Une masse massive de granit ancien a été découverte sous la surface de la Lune, preuve d’un type de volcanisme que nous n’avions jamais vu auparavant.
L’analyse suggère qu’il s’agit d’une masse géante profondément enfouie de magma solidifié, ou batholite, déposé il y a environ 3,5 milliards d’années. Nous le voyons assez fréquemment sur Terre, mais les planétologues sont ravis de l’observer sur la Lune.
“Tout gros corps de granit que nous trouvons sur Terre alimentait un grand groupe de volcans, un peu comme un grand système alimente aujourd’hui les volcans Cascade dans le nord-ouest du Pacifique”, déclare le scientifique planétaire Matthew Siegler de la Southern Methodist University et de la Planetary Science. Institut.
“Les batholites sont beaucoup plus gros que les volcans qu’ils alimentent à la surface. Par exemple, les montagnes de la Sierra Nevada sont un batholite, issu d’une chaîne volcanique de l’ouest des États-Unis qui existait il y a longtemps.”
Le point chaud de Compton-Belkovich. (Siegler et al., Nature, 2023)

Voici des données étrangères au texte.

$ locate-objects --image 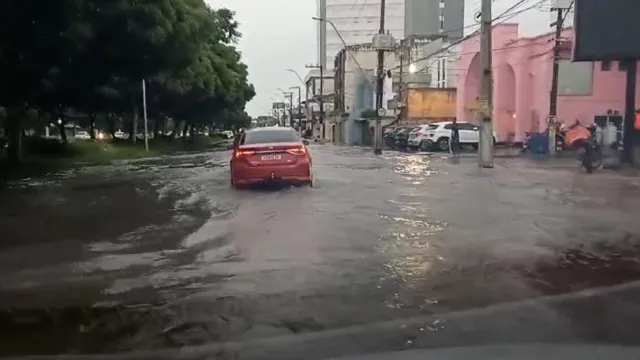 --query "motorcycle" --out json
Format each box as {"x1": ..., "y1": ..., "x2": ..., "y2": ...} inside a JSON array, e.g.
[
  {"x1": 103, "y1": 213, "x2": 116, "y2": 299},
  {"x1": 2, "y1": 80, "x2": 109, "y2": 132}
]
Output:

Le granit est abondant sur Terre mais extrêmement rare ailleurs dans le système solaire car il nécessite des conditions spécifiques pour se former.
Ces conditions comprennent beaucoup d’eau liquide et la tectonique des plaques, qui aident à faire fondre et à recycler les matériaux de la croûte terrestre. La production de granit nécessite une refusion en plusieurs étapes de la roche basaltique ou un fractionnement des cristaux dans du basalte liquide.
La Lune n’a ni eau liquide, ni tectonique des plaques.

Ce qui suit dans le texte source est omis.